Departamento de Física, Universidade Federal de Santa Catarina, Florianópolis, Santa Catarina, Brazil.
Skaggs School of Pharmacy and Pharmaceutical Sciences, University of California, San Diego, USA.
Sci Rep. 2021 Jan 13;11(1):1116. doi: 10.1038/s41598-020-80769-1.

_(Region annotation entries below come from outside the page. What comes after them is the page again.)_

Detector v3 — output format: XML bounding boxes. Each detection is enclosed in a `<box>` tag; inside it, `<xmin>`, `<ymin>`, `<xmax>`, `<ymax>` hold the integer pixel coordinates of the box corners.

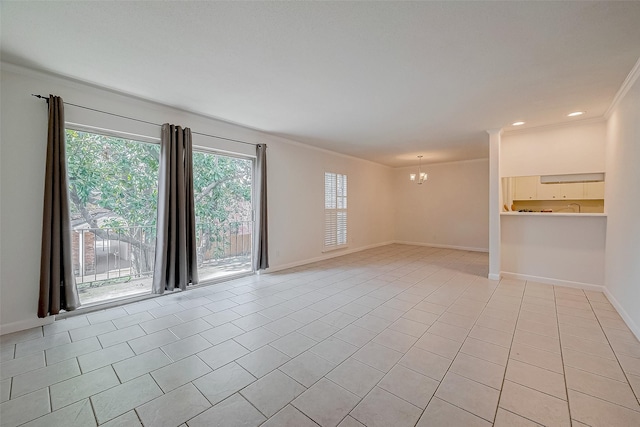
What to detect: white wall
<box><xmin>500</xmin><ymin>120</ymin><xmax>606</xmax><ymax>177</ymax></box>
<box><xmin>605</xmin><ymin>67</ymin><xmax>640</xmax><ymax>337</ymax></box>
<box><xmin>500</xmin><ymin>120</ymin><xmax>608</xmax><ymax>286</ymax></box>
<box><xmin>393</xmin><ymin>159</ymin><xmax>489</xmax><ymax>251</ymax></box>
<box><xmin>500</xmin><ymin>214</ymin><xmax>607</xmax><ymax>289</ymax></box>
<box><xmin>0</xmin><ymin>64</ymin><xmax>394</xmax><ymax>332</ymax></box>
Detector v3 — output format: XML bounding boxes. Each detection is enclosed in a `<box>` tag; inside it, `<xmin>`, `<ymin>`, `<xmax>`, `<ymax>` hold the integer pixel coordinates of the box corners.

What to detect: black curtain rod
<box><xmin>31</xmin><ymin>93</ymin><xmax>260</xmax><ymax>147</ymax></box>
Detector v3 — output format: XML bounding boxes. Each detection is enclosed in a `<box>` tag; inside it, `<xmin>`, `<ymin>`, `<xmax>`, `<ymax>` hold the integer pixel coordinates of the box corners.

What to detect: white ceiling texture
<box><xmin>1</xmin><ymin>1</ymin><xmax>640</xmax><ymax>166</ymax></box>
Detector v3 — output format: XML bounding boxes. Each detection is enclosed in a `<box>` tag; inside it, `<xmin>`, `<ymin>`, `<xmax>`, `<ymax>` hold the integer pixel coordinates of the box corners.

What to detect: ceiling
<box><xmin>0</xmin><ymin>1</ymin><xmax>640</xmax><ymax>166</ymax></box>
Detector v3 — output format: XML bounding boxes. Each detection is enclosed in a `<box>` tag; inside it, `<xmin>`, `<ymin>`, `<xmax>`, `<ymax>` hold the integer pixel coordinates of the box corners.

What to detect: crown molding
<box><xmin>504</xmin><ymin>117</ymin><xmax>607</xmax><ymax>135</ymax></box>
<box><xmin>394</xmin><ymin>157</ymin><xmax>489</xmax><ymax>170</ymax></box>
<box><xmin>604</xmin><ymin>58</ymin><xmax>640</xmax><ymax>120</ymax></box>
<box><xmin>0</xmin><ymin>61</ymin><xmax>393</xmax><ymax>170</ymax></box>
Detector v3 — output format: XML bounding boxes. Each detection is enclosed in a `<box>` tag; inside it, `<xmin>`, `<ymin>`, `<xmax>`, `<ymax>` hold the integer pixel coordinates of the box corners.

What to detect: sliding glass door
<box><xmin>66</xmin><ymin>129</ymin><xmax>253</xmax><ymax>305</ymax></box>
<box><xmin>66</xmin><ymin>129</ymin><xmax>160</xmax><ymax>305</ymax></box>
<box><xmin>193</xmin><ymin>150</ymin><xmax>253</xmax><ymax>283</ymax></box>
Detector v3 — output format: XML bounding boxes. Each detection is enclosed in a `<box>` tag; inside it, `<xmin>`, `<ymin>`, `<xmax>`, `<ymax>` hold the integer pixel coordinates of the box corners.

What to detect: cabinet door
<box><xmin>558</xmin><ymin>182</ymin><xmax>584</xmax><ymax>200</ymax></box>
<box><xmin>538</xmin><ymin>181</ymin><xmax>561</xmax><ymax>200</ymax></box>
<box><xmin>584</xmin><ymin>182</ymin><xmax>604</xmax><ymax>200</ymax></box>
<box><xmin>513</xmin><ymin>176</ymin><xmax>539</xmax><ymax>200</ymax></box>
<box><xmin>537</xmin><ymin>183</ymin><xmax>584</xmax><ymax>200</ymax></box>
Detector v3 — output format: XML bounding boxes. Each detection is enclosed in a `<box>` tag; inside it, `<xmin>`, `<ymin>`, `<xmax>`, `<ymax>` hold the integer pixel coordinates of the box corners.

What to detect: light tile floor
<box><xmin>0</xmin><ymin>245</ymin><xmax>640</xmax><ymax>427</ymax></box>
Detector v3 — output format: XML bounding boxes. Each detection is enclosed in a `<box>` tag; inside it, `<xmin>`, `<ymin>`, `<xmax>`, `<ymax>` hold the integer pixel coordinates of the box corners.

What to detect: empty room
<box><xmin>0</xmin><ymin>1</ymin><xmax>640</xmax><ymax>427</ymax></box>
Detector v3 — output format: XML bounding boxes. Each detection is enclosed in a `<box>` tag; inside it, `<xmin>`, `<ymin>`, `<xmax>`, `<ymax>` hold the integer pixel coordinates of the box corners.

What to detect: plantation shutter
<box><xmin>324</xmin><ymin>172</ymin><xmax>347</xmax><ymax>248</ymax></box>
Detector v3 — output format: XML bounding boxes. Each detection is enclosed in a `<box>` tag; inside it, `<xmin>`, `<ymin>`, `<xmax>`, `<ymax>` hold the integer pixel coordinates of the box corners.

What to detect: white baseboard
<box><xmin>604</xmin><ymin>287</ymin><xmax>640</xmax><ymax>340</ymax></box>
<box><xmin>0</xmin><ymin>316</ymin><xmax>55</xmax><ymax>335</ymax></box>
<box><xmin>500</xmin><ymin>271</ymin><xmax>605</xmax><ymax>292</ymax></box>
<box><xmin>391</xmin><ymin>240</ymin><xmax>489</xmax><ymax>252</ymax></box>
<box><xmin>262</xmin><ymin>241</ymin><xmax>396</xmax><ymax>274</ymax></box>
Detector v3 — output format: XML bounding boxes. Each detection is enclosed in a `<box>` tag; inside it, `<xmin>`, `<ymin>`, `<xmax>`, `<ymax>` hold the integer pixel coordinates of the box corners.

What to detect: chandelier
<box><xmin>409</xmin><ymin>156</ymin><xmax>427</xmax><ymax>184</ymax></box>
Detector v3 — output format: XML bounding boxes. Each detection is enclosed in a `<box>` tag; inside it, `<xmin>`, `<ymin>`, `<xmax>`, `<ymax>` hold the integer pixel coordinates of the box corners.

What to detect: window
<box><xmin>66</xmin><ymin>128</ymin><xmax>254</xmax><ymax>305</ymax></box>
<box><xmin>66</xmin><ymin>129</ymin><xmax>160</xmax><ymax>304</ymax></box>
<box><xmin>324</xmin><ymin>172</ymin><xmax>347</xmax><ymax>249</ymax></box>
<box><xmin>193</xmin><ymin>149</ymin><xmax>253</xmax><ymax>283</ymax></box>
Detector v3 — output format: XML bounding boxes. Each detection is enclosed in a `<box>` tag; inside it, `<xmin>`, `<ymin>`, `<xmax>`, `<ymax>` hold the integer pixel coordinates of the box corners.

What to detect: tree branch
<box><xmin>195</xmin><ymin>178</ymin><xmax>233</xmax><ymax>203</ymax></box>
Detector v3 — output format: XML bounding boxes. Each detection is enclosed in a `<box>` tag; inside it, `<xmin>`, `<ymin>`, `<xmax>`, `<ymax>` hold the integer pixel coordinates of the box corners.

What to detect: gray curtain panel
<box><xmin>253</xmin><ymin>144</ymin><xmax>269</xmax><ymax>271</ymax></box>
<box><xmin>38</xmin><ymin>95</ymin><xmax>80</xmax><ymax>317</ymax></box>
<box><xmin>151</xmin><ymin>123</ymin><xmax>198</xmax><ymax>294</ymax></box>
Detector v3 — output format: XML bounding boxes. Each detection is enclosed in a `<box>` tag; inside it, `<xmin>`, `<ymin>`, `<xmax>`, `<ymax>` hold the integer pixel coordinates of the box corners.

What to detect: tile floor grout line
<box><xmin>405</xmin><ymin>272</ymin><xmax>500</xmax><ymax>427</ymax></box>
<box><xmin>493</xmin><ymin>280</ymin><xmax>527</xmax><ymax>423</ymax></box>
<box><xmin>576</xmin><ymin>294</ymin><xmax>640</xmax><ymax>404</ymax></box>
<box><xmin>10</xmin><ymin>252</ymin><xmax>640</xmax><ymax>422</ymax></box>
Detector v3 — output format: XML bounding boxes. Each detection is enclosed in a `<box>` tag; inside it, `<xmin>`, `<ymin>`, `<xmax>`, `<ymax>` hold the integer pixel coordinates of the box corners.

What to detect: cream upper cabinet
<box><xmin>584</xmin><ymin>182</ymin><xmax>604</xmax><ymax>200</ymax></box>
<box><xmin>513</xmin><ymin>176</ymin><xmax>539</xmax><ymax>200</ymax></box>
<box><xmin>537</xmin><ymin>181</ymin><xmax>584</xmax><ymax>200</ymax></box>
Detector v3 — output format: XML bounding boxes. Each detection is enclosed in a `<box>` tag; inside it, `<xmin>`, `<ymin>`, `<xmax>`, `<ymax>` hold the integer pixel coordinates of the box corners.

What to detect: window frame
<box><xmin>322</xmin><ymin>170</ymin><xmax>349</xmax><ymax>252</ymax></box>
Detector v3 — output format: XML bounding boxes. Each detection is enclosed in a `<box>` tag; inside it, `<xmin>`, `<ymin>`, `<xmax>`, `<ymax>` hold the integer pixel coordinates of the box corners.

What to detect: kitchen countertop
<box><xmin>500</xmin><ymin>212</ymin><xmax>607</xmax><ymax>217</ymax></box>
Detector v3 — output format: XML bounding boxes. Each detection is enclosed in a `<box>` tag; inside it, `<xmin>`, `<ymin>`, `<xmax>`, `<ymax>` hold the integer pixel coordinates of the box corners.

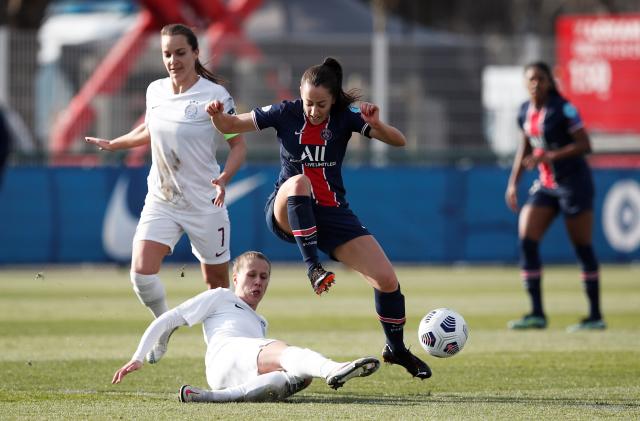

Absolute binding free energy calculations with explicit solvent molecular simulations can provide estimates of protein-ligand affinities, and thus reduce the time and costs needed to find new drug candidates. However, these calculations can be complex to implement and perform. Here, we introduce the software BAT.py, a Python tool that invokes the AMBER simulation package to automate the calculation of binding free energies for a protein with a series of ligands. The software supports the attach-pull-release (APR) and double decoupling (DD) binding free energy methods, as well as the simultaneous decoupling-recoupling (SDR) method, a variant of double decoupling that avoids numerical artifacts associated with charged ligands. We report encouraging initial test applications of this software both to re-rank docked poses and to estimate overall binding free energies. We also show that it is practical to carry out these calculations cheaply by using graphical processing units in common machines that can be built for this purpose. The combination of automation and low cost positions this procedure to be applied in a relatively high-throughput mode and thus stands to enable new applications in early-stage drug discovery.
通过带有显式溶剂分子模拟的绝对结合自由能计算,可以提供蛋白质-配体亲和力的估计,从而减少寻找新药物候选物所需的时间和成本。然而,这些计算的实现和执行可能很复杂。在这里,我们介绍了软件 BAT.py,这是一个 Python 工具,它调用 AMBER 模拟包来自动化计算一系列配体与蛋白质的结合自由能。该软件支持附着-拉伸-释放 (APR) 和双重去耦 (DD) 结合自由能方法,以及同时去耦-再耦 (SDR) 方法,这是一种双重去耦的变体,可以避免与带电配体相关的数值伪影。我们报告了该软件的初步测试应用,包括重新排列对接构象和估计整体结合自由能。我们还表明,通过在为此目的构建的普通机器上使用图形处理单元,可以廉价地进行这些计算。自动化和低成本的结合使该程序能够以相对高通量的模式应用,从而有望在药物发现的早期阶段实现新的应用。